The market response suggests sovereignty requirements are moving into mainstream procurement, with organisations looking for hosting models that keep data and processing domestic and can be evidenced in assurance reviews and incident response planning.
Why UK-sovereign colocation is a practical control point
A colocation facility in the UK supports physical hosting within UK borders, while giving organisations the option to implement their own security and access controls, manage hardware and key material, and set clear operational boundaries around incident processes and privileged access. The value lies in how easily those boundaries can be documented and audited, particularly when internal policy requires confidence in where systems are hosted and who can administer them.

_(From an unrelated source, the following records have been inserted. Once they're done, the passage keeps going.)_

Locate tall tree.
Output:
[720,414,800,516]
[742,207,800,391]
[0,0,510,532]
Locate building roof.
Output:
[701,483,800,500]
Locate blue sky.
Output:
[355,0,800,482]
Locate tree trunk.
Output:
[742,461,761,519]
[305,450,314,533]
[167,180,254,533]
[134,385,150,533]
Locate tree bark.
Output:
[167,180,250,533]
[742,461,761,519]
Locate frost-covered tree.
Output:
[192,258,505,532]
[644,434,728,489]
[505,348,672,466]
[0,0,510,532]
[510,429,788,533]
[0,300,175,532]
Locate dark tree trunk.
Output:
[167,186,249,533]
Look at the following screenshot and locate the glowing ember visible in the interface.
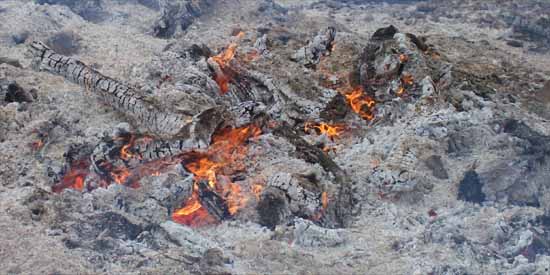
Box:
[304,122,345,141]
[344,87,376,120]
[30,140,44,151]
[401,74,414,85]
[395,87,406,96]
[212,43,238,94]
[111,167,130,184]
[172,184,216,226]
[172,125,261,227]
[321,191,328,210]
[252,184,264,200]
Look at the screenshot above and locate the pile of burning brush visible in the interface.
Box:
[24,26,449,231]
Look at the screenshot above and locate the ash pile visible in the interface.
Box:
[0,0,550,274]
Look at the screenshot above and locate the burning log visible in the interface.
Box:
[291,27,336,67]
[153,0,215,38]
[0,79,35,102]
[273,123,355,227]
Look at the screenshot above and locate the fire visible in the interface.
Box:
[172,184,215,226]
[304,122,345,141]
[52,159,90,193]
[344,87,376,120]
[401,74,414,85]
[120,140,134,160]
[396,86,405,96]
[172,125,261,227]
[30,139,44,151]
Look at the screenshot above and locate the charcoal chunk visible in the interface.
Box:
[424,155,449,179]
[372,25,399,40]
[458,170,485,203]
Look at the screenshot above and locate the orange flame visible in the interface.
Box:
[52,159,90,193]
[172,125,261,227]
[396,87,405,96]
[344,87,376,120]
[321,191,328,210]
[304,122,345,141]
[111,167,130,184]
[401,74,414,85]
[30,139,44,151]
[212,42,238,94]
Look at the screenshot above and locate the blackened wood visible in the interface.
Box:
[273,122,354,227]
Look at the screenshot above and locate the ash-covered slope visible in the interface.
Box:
[0,0,550,274]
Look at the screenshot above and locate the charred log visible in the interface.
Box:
[273,123,355,227]
[197,180,231,221]
[291,27,336,67]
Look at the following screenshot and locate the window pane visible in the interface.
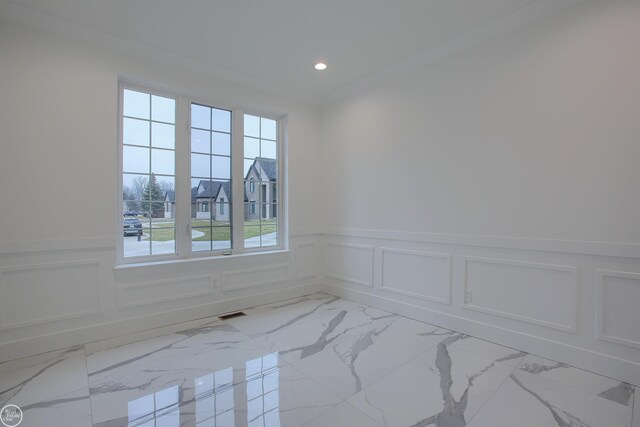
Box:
[260,118,276,141]
[191,129,211,154]
[122,117,149,147]
[244,225,260,248]
[211,108,231,132]
[123,89,150,120]
[244,116,278,252]
[150,228,176,255]
[151,150,175,175]
[261,139,277,159]
[211,132,231,156]
[244,137,260,159]
[191,104,211,130]
[151,123,176,150]
[191,154,211,178]
[211,156,231,179]
[151,95,176,124]
[244,114,260,138]
[122,145,149,173]
[212,227,231,250]
[244,159,253,178]
[191,227,212,251]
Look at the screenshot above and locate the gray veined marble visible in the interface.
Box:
[598,383,635,406]
[0,294,640,427]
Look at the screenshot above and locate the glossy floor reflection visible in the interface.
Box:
[0,294,640,427]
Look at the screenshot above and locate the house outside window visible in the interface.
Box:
[118,82,284,263]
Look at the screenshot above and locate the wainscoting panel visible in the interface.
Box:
[222,264,289,292]
[596,270,640,348]
[322,229,640,385]
[0,260,100,329]
[118,276,215,308]
[325,242,373,288]
[463,257,578,332]
[381,247,451,304]
[295,242,318,284]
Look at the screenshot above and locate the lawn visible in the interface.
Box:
[143,219,277,242]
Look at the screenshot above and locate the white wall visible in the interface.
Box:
[0,13,320,361]
[321,1,640,384]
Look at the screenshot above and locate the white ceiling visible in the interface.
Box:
[5,0,556,96]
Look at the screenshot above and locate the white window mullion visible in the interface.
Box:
[231,110,244,253]
[175,97,191,257]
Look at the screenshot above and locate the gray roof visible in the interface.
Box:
[191,179,248,202]
[247,157,278,181]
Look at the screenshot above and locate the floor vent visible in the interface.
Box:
[218,311,247,320]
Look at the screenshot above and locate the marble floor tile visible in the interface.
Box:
[87,325,272,422]
[452,337,527,367]
[261,306,400,363]
[633,387,640,427]
[348,334,514,426]
[293,319,438,399]
[468,369,632,427]
[227,294,357,337]
[93,360,340,427]
[0,347,91,426]
[0,293,640,427]
[519,354,634,407]
[304,402,381,427]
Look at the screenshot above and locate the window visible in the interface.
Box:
[121,89,176,257]
[244,114,280,248]
[118,83,283,262]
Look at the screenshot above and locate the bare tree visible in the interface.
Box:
[131,176,149,204]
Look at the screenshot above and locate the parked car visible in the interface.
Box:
[123,218,142,236]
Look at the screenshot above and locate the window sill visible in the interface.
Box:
[113,249,291,276]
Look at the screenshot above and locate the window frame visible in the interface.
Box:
[116,79,289,265]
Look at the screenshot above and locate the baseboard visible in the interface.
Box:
[322,283,640,386]
[0,283,321,363]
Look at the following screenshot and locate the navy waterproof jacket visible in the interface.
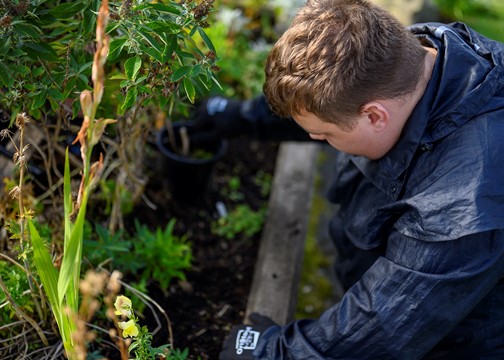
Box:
[243,23,504,360]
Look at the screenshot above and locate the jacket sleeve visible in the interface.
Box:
[254,230,504,359]
[241,95,313,141]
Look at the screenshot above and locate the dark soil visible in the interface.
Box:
[130,138,278,359]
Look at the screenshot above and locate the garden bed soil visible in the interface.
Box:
[133,138,278,360]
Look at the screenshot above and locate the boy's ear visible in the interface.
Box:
[361,101,390,132]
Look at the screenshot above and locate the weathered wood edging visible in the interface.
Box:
[245,142,320,325]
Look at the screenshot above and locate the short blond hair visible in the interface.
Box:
[264,0,426,128]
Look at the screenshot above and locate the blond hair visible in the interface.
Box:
[264,0,426,128]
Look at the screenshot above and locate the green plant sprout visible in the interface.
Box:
[114,295,169,360]
[28,0,115,359]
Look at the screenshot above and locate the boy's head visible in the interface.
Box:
[264,0,426,130]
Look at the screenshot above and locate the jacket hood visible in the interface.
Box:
[410,23,504,142]
[350,23,504,199]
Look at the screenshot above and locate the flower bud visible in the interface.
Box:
[80,90,93,118]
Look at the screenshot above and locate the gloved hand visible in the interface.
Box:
[190,96,252,145]
[219,313,278,360]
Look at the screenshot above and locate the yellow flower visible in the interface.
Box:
[117,320,138,338]
[114,295,133,318]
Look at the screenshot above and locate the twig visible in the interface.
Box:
[0,276,49,346]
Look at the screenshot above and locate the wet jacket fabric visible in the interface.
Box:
[247,23,504,360]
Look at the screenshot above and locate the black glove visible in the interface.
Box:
[219,313,278,360]
[190,96,252,145]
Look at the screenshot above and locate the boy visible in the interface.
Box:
[192,0,504,359]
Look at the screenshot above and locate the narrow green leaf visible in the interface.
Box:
[63,148,73,251]
[121,87,138,110]
[145,20,181,34]
[28,220,61,324]
[107,38,128,61]
[14,22,42,38]
[22,42,62,61]
[138,29,163,52]
[171,66,192,82]
[184,78,196,104]
[143,48,163,64]
[58,189,88,312]
[30,90,47,110]
[11,64,31,76]
[133,3,181,15]
[51,1,87,19]
[124,56,142,80]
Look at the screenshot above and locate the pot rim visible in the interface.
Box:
[156,121,228,164]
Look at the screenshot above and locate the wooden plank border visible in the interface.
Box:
[245,142,320,325]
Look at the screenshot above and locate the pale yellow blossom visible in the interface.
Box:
[114,295,133,318]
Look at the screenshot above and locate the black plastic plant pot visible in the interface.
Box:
[156,121,227,202]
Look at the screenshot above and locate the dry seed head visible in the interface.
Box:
[0,15,12,29]
[9,186,21,199]
[16,113,30,129]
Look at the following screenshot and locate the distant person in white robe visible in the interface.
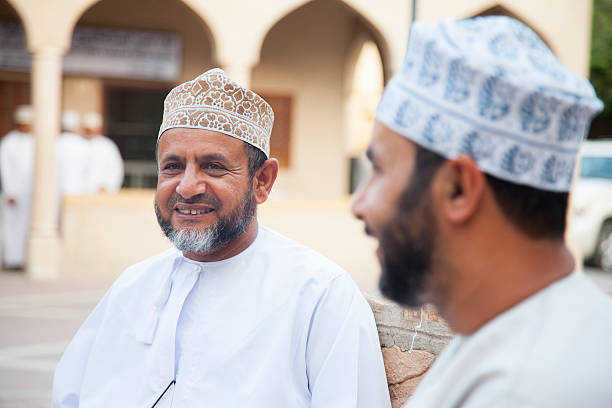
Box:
[55,110,93,196]
[53,69,390,408]
[0,105,34,269]
[83,112,123,194]
[353,16,612,408]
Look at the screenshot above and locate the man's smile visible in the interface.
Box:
[173,203,215,219]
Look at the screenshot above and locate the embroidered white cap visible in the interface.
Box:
[157,68,274,157]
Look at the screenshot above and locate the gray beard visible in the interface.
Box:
[155,184,256,253]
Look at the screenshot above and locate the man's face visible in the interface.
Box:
[353,123,437,306]
[155,128,255,253]
[17,123,32,133]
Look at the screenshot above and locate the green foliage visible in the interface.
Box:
[590,0,612,119]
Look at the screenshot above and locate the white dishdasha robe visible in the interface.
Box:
[405,272,612,408]
[87,135,123,193]
[0,130,34,268]
[53,227,390,408]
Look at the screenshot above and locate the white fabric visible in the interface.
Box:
[13,105,34,125]
[53,227,390,408]
[376,16,603,191]
[405,273,612,408]
[0,130,34,267]
[87,136,123,193]
[55,132,92,195]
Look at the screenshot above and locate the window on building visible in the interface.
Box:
[257,92,292,168]
[105,86,169,188]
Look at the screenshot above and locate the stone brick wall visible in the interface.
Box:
[366,295,453,408]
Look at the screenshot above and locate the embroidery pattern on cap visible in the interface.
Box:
[376,16,602,191]
[158,69,274,157]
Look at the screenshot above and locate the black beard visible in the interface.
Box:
[155,183,256,253]
[379,178,436,307]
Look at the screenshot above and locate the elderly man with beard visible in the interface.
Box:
[53,69,390,408]
[353,17,612,408]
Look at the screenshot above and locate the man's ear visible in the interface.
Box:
[439,155,486,224]
[253,159,278,204]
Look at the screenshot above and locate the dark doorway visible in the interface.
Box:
[105,86,169,188]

“Sovereignty clauses in contracts tend to be written broadly, then tested during onboarding and audit when teams get into the detail,” says Mark Lewis. “The questions that decide the outcome are usually about privileged access, support delivery, subcontractors, and what changes during incident response. When organisations anchor sensitive workloads in UK colocation, they can define those access routes more tightly and keep the evidence trail cleaner, then connect into cloud services that meet the same requirements.”
What holds up when decisions are tested
A repatriation programme that reduces sovereignty risk depends on evidence, not intent, because auditors and customers will test claims during incidents and supplier changes. The organisations that handle this cleanly tend to reduce the number of environments that hold sensitive data, maintain a clear map of access routes and administrative roles, and document how recovery processes work in practice. Those steps can be applied in any hosting model, yet they are often easier to execute and evidence when critical components sit in a UK-controlled environment with clearly defined access and operational ownership.
As cloud strategies mature, “bringing data home” is becoming less about nostalgia for on-premises infrastructure and more about governance reality, because boards want the organisation to demonstrate control under pressure. UK-sovereign colocation provides one of the clearer routes for organisations that need location certainty, auditable control, and the ability to integrate cloud services through governed connectivity, while keeping the operating model defensible when it is examined in detail.